Tuesday, March 10, 2015

confession or pro tip?

sometimes, when i'm feeling overwhelmed, i put things on the to-do list that i just did so i can have something to cross off. these are my "coping skills".




Tuesday, February 24, 2015

happy tootsday!

i just had the most epic, unexpected flatulence in the bathroom.  it caught me off guard, which made me laugh, which turned into the giggles... and of course there was another person in there. 

in keeping with my refusal to be embarrassed about what happens in the work bathroom, i made sure to time my exit with hers and confront her about it. we both had a good laugh and she shared an adorable story about her daughter's singing habit in the bathroom, which kept my giggles going. you know that really deeply therapeutic laughter that you feel in your bones? what a wonderful tootsday morning boost.


Monday, February 23, 2015

coffee isn't fun anymore


and with the post updating you about my coffee and alcohol consumption comes swiftly the retraction because i've started quitting daily morning coffee again. 

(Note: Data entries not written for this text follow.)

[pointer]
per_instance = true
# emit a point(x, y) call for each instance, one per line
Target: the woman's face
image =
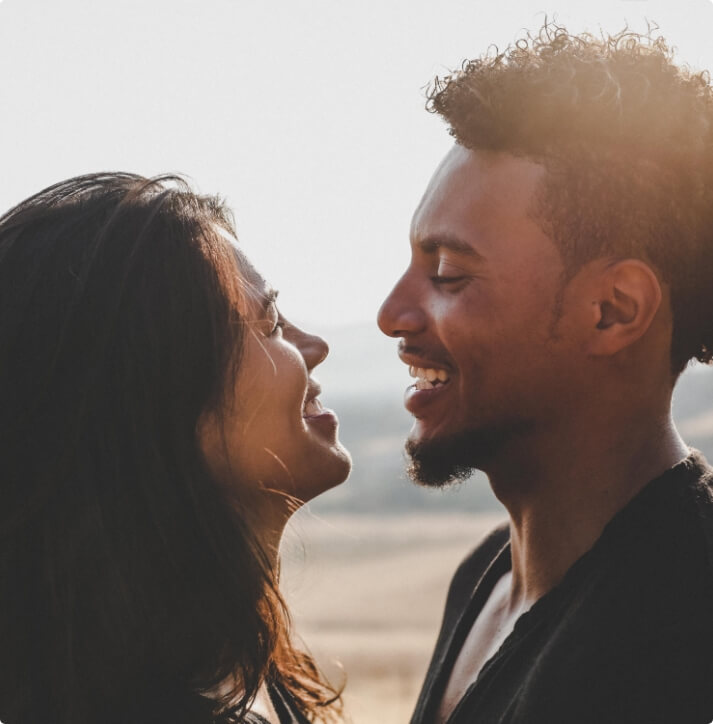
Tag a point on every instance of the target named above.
point(273, 433)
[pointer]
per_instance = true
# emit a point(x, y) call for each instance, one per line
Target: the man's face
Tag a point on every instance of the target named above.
point(479, 308)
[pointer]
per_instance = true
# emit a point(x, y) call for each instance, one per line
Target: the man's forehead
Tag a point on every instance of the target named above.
point(472, 188)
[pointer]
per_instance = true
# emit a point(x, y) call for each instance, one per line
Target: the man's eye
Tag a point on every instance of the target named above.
point(441, 280)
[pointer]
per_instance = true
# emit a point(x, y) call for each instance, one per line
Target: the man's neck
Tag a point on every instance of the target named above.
point(560, 499)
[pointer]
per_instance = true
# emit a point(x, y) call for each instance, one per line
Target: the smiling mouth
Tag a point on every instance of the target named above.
point(428, 378)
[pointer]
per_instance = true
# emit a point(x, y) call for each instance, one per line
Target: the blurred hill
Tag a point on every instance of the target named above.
point(364, 381)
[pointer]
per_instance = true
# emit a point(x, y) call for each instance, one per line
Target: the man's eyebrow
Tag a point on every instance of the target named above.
point(432, 244)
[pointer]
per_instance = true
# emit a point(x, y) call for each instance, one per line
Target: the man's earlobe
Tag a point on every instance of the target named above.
point(622, 310)
point(629, 297)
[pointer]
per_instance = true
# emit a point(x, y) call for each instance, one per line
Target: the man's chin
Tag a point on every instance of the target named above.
point(441, 461)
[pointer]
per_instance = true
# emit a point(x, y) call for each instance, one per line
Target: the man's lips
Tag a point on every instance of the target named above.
point(432, 379)
point(417, 401)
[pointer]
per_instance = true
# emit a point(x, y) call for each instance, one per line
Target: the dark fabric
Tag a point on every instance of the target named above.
point(625, 638)
point(284, 707)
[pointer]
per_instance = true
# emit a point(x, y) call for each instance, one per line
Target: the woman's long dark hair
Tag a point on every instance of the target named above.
point(128, 586)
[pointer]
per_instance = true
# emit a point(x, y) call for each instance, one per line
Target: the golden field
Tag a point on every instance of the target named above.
point(367, 594)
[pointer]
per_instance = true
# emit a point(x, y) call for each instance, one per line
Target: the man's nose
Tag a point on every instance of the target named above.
point(401, 313)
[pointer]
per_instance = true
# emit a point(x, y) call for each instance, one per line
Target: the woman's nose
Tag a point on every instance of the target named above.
point(313, 348)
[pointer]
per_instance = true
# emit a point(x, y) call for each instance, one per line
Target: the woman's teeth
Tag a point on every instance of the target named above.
point(427, 378)
point(312, 407)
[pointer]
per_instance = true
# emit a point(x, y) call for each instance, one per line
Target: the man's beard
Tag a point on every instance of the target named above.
point(441, 461)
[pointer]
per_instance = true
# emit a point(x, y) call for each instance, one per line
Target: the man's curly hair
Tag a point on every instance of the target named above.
point(626, 136)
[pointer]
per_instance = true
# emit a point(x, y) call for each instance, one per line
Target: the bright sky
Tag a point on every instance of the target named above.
point(306, 114)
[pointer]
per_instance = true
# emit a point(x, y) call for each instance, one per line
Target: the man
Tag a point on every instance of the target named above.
point(561, 279)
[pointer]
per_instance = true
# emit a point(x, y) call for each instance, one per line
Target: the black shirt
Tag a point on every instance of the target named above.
point(625, 638)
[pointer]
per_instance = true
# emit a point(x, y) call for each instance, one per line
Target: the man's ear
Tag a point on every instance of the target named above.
point(628, 296)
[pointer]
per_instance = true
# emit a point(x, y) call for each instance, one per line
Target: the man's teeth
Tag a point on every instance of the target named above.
point(428, 377)
point(312, 407)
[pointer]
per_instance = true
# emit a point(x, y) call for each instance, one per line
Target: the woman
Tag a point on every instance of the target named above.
point(158, 425)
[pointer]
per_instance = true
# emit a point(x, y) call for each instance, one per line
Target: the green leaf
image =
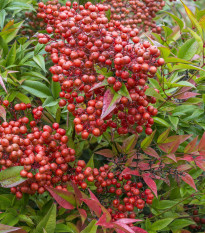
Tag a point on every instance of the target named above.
point(161, 224)
point(163, 136)
point(165, 204)
point(36, 88)
point(124, 92)
point(49, 102)
point(146, 142)
point(23, 98)
point(2, 18)
point(91, 228)
point(32, 74)
point(108, 14)
point(19, 6)
point(9, 35)
point(39, 59)
point(174, 121)
point(186, 67)
point(56, 89)
point(48, 222)
point(91, 162)
point(103, 71)
point(10, 177)
point(160, 121)
point(11, 57)
point(4, 46)
point(151, 92)
point(180, 223)
point(63, 228)
point(188, 49)
point(193, 19)
point(178, 21)
point(175, 60)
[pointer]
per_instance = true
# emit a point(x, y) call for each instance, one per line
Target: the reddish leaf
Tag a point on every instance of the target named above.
point(105, 152)
point(183, 167)
point(200, 162)
point(77, 193)
point(202, 143)
point(179, 138)
point(144, 166)
point(98, 85)
point(103, 222)
point(123, 227)
point(191, 146)
point(93, 206)
point(64, 198)
point(83, 215)
point(150, 151)
point(3, 113)
point(2, 84)
point(150, 182)
point(172, 156)
point(7, 229)
point(93, 197)
point(127, 220)
point(138, 230)
point(109, 102)
point(186, 95)
point(129, 143)
point(130, 172)
point(189, 180)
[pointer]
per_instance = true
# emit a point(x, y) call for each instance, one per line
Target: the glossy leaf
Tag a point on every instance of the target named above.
point(48, 222)
point(64, 198)
point(3, 113)
point(189, 180)
point(150, 182)
point(91, 228)
point(10, 177)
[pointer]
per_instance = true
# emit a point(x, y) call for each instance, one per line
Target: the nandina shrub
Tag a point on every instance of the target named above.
point(102, 69)
point(135, 14)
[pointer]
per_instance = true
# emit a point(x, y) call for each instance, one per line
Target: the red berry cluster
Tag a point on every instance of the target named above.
point(81, 40)
point(124, 194)
point(199, 221)
point(43, 152)
point(135, 13)
point(32, 24)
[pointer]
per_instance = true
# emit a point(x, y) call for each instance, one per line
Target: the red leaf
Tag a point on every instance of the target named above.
point(7, 229)
point(202, 143)
point(105, 152)
point(200, 162)
point(93, 206)
point(77, 193)
point(64, 198)
point(127, 220)
point(172, 156)
point(191, 147)
point(183, 167)
point(150, 182)
point(189, 180)
point(138, 230)
point(186, 95)
point(109, 102)
point(3, 113)
point(103, 222)
point(2, 84)
point(83, 215)
point(123, 227)
point(150, 151)
point(130, 172)
point(144, 166)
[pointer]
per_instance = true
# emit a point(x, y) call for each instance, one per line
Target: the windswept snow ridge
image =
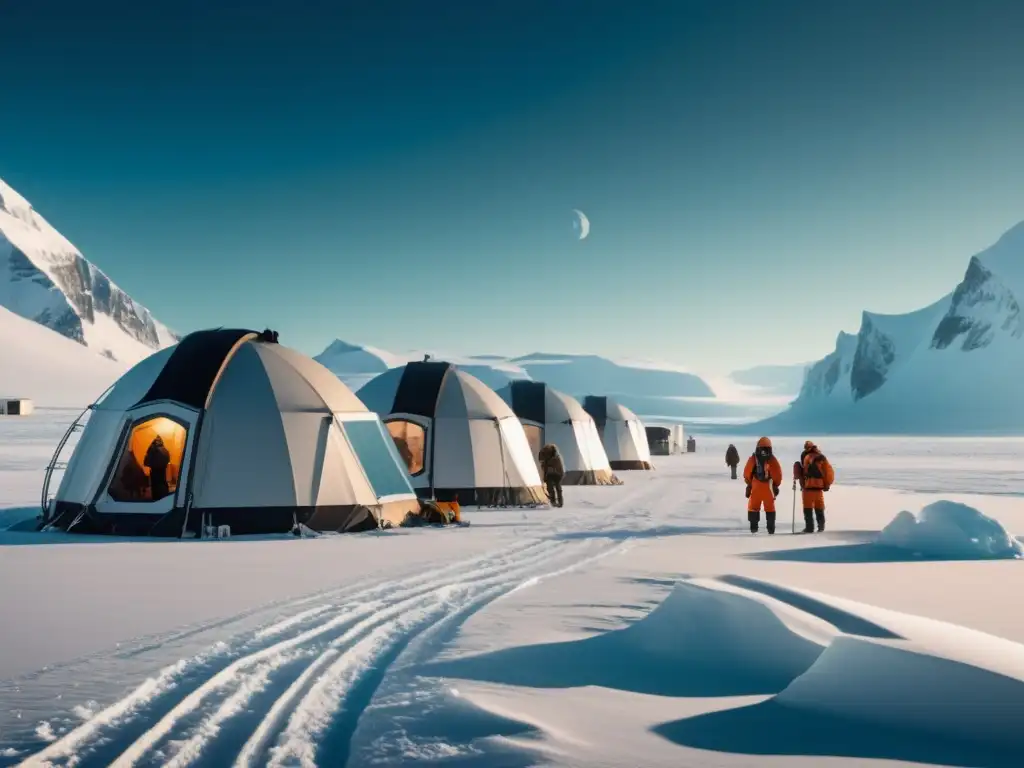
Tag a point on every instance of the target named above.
point(313, 657)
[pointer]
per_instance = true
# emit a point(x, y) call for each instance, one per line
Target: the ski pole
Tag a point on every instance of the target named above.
point(794, 526)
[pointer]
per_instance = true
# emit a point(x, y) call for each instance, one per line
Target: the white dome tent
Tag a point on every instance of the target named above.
point(550, 416)
point(459, 439)
point(229, 428)
point(622, 433)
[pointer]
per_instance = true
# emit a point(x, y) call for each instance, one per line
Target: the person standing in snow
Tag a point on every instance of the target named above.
point(732, 459)
point(157, 459)
point(816, 476)
point(552, 469)
point(763, 475)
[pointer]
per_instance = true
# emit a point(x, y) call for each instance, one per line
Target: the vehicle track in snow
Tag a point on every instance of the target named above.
point(270, 696)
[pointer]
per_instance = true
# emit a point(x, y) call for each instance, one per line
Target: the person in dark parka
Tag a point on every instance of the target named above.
point(552, 469)
point(732, 459)
point(157, 459)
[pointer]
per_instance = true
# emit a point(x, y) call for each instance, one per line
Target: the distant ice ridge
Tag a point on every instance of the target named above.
point(573, 374)
point(951, 368)
point(950, 530)
point(43, 278)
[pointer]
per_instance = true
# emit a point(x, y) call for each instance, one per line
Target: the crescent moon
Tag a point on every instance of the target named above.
point(583, 222)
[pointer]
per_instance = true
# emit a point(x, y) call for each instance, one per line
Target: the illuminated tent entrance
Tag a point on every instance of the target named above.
point(229, 428)
point(550, 416)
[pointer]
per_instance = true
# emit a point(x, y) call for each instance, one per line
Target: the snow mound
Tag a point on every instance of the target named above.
point(950, 530)
point(698, 642)
point(898, 688)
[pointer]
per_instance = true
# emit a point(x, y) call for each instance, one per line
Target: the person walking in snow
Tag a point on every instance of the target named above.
point(732, 459)
point(763, 475)
point(816, 476)
point(552, 469)
point(157, 459)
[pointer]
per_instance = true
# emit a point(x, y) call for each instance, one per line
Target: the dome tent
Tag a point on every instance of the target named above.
point(229, 428)
point(550, 416)
point(459, 439)
point(622, 433)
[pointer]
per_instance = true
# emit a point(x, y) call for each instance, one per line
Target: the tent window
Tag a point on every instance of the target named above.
point(411, 439)
point(148, 468)
point(379, 458)
point(535, 436)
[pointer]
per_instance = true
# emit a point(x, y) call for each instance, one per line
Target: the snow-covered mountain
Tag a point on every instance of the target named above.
point(43, 278)
point(48, 368)
point(572, 374)
point(953, 367)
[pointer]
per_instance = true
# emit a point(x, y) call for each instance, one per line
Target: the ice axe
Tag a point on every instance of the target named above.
point(794, 518)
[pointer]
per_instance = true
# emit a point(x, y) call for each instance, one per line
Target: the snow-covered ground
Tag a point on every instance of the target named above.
point(639, 626)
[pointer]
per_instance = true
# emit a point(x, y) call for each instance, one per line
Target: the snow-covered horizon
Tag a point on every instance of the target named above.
point(640, 624)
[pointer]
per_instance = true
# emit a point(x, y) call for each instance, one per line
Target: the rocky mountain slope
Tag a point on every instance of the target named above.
point(953, 367)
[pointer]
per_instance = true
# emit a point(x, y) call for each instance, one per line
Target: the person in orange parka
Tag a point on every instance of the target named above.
point(763, 475)
point(816, 476)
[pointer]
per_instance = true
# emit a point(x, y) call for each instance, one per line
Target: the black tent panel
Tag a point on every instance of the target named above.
point(193, 367)
point(418, 390)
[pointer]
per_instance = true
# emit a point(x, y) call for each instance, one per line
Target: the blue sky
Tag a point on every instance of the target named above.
point(402, 173)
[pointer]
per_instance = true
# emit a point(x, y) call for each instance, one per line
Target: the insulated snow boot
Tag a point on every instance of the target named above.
point(808, 521)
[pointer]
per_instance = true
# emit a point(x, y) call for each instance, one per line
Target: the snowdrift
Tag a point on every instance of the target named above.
point(898, 688)
point(950, 530)
point(698, 642)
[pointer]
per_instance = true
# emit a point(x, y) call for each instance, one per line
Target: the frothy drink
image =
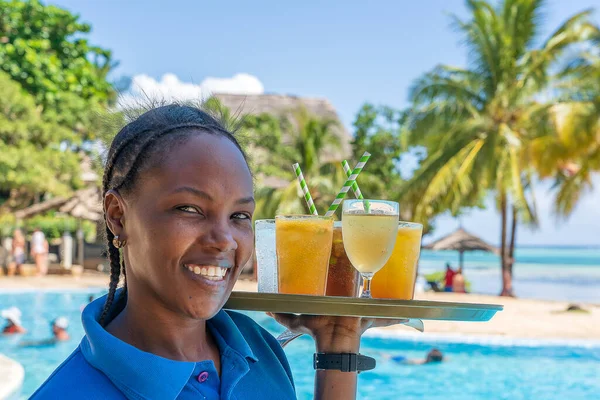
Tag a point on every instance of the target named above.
point(396, 280)
point(303, 248)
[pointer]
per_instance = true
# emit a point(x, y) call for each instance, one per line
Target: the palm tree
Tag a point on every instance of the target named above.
point(478, 123)
point(310, 138)
point(572, 154)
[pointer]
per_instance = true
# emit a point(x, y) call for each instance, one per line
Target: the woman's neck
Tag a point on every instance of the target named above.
point(151, 327)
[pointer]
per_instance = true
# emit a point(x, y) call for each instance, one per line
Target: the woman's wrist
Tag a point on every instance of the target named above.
point(337, 343)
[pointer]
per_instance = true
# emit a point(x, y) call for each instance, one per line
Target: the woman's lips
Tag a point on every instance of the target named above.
point(210, 272)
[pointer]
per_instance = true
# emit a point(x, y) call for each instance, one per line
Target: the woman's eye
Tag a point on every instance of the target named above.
point(188, 209)
point(241, 216)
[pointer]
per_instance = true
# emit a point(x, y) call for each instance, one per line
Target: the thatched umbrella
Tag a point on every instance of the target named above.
point(461, 241)
point(84, 204)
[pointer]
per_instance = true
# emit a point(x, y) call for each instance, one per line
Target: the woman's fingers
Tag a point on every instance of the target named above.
point(291, 321)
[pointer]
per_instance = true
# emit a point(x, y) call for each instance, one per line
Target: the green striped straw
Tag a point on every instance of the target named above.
point(338, 199)
point(304, 187)
point(355, 188)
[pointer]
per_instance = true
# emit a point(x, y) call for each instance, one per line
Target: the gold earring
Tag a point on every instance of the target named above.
point(119, 243)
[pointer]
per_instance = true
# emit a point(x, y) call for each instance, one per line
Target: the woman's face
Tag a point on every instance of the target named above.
point(188, 226)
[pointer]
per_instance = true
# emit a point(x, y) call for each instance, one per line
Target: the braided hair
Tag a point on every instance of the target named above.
point(134, 150)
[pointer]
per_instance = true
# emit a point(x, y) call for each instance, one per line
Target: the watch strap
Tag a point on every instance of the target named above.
point(345, 362)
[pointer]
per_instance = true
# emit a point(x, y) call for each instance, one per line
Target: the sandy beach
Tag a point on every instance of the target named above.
point(521, 318)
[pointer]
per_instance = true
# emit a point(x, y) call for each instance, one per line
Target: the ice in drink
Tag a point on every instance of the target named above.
point(342, 279)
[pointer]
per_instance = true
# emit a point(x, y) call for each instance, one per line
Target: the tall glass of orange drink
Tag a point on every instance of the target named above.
point(396, 280)
point(303, 244)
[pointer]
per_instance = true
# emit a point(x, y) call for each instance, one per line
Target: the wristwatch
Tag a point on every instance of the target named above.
point(345, 362)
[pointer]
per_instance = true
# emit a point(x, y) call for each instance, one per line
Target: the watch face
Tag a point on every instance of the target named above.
point(345, 362)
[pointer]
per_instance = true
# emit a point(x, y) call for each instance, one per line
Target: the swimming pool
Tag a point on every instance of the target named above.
point(473, 371)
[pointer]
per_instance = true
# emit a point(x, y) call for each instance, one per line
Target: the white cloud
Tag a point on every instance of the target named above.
point(171, 88)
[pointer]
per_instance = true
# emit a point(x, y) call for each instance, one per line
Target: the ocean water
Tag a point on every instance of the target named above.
point(549, 273)
point(490, 370)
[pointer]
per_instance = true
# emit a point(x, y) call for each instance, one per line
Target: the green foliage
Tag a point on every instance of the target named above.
point(377, 130)
point(44, 49)
point(31, 160)
point(54, 226)
point(55, 95)
point(480, 125)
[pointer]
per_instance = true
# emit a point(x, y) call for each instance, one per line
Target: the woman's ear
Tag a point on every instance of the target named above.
point(114, 209)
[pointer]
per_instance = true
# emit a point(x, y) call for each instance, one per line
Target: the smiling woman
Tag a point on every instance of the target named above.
point(178, 203)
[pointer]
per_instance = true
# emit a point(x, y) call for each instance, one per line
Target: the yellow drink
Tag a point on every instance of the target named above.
point(369, 240)
point(396, 280)
point(303, 244)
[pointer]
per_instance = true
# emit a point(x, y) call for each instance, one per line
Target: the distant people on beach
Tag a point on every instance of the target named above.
point(449, 279)
point(13, 318)
point(458, 282)
point(39, 251)
point(17, 253)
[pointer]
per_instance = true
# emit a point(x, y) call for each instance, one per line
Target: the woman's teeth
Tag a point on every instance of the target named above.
point(208, 272)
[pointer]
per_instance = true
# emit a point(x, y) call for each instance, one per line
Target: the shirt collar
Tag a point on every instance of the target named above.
point(140, 374)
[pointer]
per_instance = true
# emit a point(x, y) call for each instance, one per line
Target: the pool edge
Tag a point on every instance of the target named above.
point(12, 375)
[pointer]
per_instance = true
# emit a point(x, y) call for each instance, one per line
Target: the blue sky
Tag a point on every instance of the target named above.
point(346, 51)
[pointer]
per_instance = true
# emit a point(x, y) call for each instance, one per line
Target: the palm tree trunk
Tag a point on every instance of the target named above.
point(511, 250)
point(506, 281)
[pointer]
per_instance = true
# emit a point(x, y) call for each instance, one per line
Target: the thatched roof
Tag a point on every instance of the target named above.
point(85, 204)
point(461, 240)
point(285, 106)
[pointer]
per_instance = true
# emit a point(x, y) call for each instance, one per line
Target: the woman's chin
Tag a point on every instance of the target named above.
point(203, 308)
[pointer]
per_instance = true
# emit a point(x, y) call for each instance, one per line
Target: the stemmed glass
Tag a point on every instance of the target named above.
point(369, 230)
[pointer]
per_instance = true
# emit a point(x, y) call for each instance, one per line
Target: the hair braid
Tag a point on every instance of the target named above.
point(115, 273)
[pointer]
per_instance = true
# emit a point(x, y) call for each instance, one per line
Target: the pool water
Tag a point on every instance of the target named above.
point(473, 371)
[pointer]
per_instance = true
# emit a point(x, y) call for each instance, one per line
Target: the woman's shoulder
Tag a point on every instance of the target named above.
point(249, 328)
point(75, 378)
point(257, 337)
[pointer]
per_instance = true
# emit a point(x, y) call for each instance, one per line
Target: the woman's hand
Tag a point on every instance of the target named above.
point(333, 334)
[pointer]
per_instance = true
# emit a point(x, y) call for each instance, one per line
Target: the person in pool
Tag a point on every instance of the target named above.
point(178, 206)
point(59, 328)
point(434, 356)
point(13, 325)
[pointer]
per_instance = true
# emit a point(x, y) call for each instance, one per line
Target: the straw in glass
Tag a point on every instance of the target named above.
point(355, 188)
point(311, 205)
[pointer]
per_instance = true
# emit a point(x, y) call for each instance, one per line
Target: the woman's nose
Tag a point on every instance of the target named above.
point(221, 238)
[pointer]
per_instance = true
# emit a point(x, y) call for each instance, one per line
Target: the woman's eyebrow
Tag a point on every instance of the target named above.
point(246, 200)
point(194, 191)
point(206, 196)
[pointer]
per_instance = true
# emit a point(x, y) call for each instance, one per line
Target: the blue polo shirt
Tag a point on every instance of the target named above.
point(253, 366)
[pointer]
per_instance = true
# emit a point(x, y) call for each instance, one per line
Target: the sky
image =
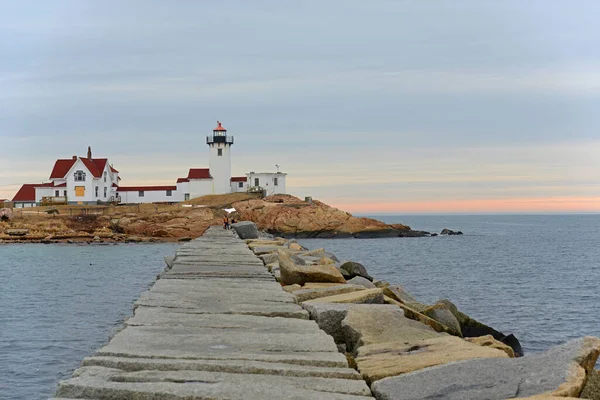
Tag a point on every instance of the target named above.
point(370, 106)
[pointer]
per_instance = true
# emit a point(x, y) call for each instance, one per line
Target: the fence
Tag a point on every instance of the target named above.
point(41, 211)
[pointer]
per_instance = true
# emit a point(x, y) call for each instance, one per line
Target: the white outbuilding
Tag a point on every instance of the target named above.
point(89, 180)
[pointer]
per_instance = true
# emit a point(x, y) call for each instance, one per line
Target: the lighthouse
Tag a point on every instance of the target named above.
point(220, 159)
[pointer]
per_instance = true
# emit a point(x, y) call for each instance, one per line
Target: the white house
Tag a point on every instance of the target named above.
point(88, 180)
point(77, 180)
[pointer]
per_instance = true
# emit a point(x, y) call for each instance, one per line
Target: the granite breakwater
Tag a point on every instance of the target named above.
point(229, 319)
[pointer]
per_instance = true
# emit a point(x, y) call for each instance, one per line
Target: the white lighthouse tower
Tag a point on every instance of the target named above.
point(220, 159)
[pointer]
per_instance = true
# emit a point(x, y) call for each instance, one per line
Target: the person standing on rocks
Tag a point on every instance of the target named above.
point(226, 222)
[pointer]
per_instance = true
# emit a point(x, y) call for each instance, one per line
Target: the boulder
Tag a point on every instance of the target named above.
point(473, 328)
point(269, 258)
point(296, 247)
point(397, 293)
point(261, 243)
point(272, 266)
point(382, 360)
point(350, 269)
point(561, 371)
point(444, 316)
point(245, 229)
point(260, 250)
point(489, 341)
point(315, 253)
point(381, 284)
point(169, 260)
point(329, 317)
point(5, 214)
point(292, 273)
point(592, 386)
point(310, 294)
point(17, 232)
point(365, 296)
point(326, 260)
point(360, 281)
point(447, 231)
point(332, 256)
point(411, 313)
point(379, 324)
point(318, 285)
point(292, 288)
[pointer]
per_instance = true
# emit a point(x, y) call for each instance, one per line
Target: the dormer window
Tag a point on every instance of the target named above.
point(79, 176)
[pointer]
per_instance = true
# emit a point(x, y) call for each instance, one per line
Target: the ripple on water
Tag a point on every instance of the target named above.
point(535, 276)
point(57, 308)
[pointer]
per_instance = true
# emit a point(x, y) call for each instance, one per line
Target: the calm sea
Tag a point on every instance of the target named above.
point(58, 303)
point(536, 276)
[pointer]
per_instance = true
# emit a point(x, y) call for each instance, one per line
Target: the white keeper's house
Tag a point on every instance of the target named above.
point(89, 180)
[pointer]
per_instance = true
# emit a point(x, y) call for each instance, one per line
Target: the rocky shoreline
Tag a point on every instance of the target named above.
point(280, 215)
point(405, 349)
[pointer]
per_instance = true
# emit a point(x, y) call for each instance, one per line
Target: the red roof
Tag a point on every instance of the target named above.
point(145, 188)
point(26, 193)
point(61, 167)
point(199, 173)
point(94, 165)
point(219, 127)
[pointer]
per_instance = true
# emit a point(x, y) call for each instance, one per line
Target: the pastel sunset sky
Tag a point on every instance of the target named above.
point(371, 106)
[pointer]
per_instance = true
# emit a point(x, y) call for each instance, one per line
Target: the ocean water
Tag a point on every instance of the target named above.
point(536, 276)
point(59, 303)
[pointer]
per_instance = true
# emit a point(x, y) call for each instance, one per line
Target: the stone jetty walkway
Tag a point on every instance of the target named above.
point(217, 326)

i only got back into the habit of coffee every morning because j was so damn excited to learn about coffee and started making me a cup every day. how do you say no to that!? he's since lost interest and i'm left holding the addiction bag. 

on top of the fact that it messes up my sleep cycle and makes it harder to get out of bed in the morning (previous quitting and re-indulging experience has shown that to be true for me), i don't find joy in making myself a cup of iced coffee (because hot coffee takes too long to cool for me to guzzle and be on my way and those travel tumblers are gross) every morning just to feed the monkey, so i'm going to wipe the slate clean and keep coffee for weekend adventures and trips to my favorite shop.

today's the first day and my head is already killing me, fml.


Saturday, February 21, 2015

snugglewuggs

the kitties were so damn happy i was home that they didn't even care they were almost touching while snuggled up on my lap and i was able to get some pretty cute shots. indulge me?




paparazzi busted! she was about to go all shia labeouf on me until i rubbed her tummy and she settled back down.